Plectophila pyrgodes

Scientific classification
- Domain: Eukaryota
- Kingdom: Animalia
- Phylum: Arthropoda
- Class: Insecta
- Order: Lepidoptera
- Family: Xyloryctidae
- Genus: Plectophila
- Species: P. pyrgodes
- Binomial name: Plectophila pyrgodes Turner, 1898
- Synonyms: Plectophila ascripta Lucas, 1901;

= Plectophila pyrgodes =

- Authority: Turner, 1898
- Synonyms: Plectophila ascripta Lucas, 1901

Species of moth

Plectophila pyrgodes is a moth in the family Xyloryctidae.
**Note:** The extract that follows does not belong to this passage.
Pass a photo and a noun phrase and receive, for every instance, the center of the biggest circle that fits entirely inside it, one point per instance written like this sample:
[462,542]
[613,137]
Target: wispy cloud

It was described by Alfred Jefferis Turner in 1898. It is found in Australia, where it has been recorded from New South Wales and Queensland.

The wingspan is about 15 mm for males and 18 mm for females. The forewings are white with ochreous-fuscous markings, and the costal edge fuscous at the extreme base. There is a broad streak along the inner margin from one-fourth to the anal angle. From this arises a broad transverse bar crossing the disc at one-third, ceasing abruptly at one-third breadth of the wing from the costa. There is a very broad fascia from the costa beyond the middle to the anal angle, both margins irregularly dentate. A dark-fuscous longitudinal streak is found at the apex, attenuated anteriorly. Between this and the costa is an ochreous-brown area with two white dots on the costa. The hindmarginal part of the disc is irrorated with fuscous. The hindwings are dark-grey.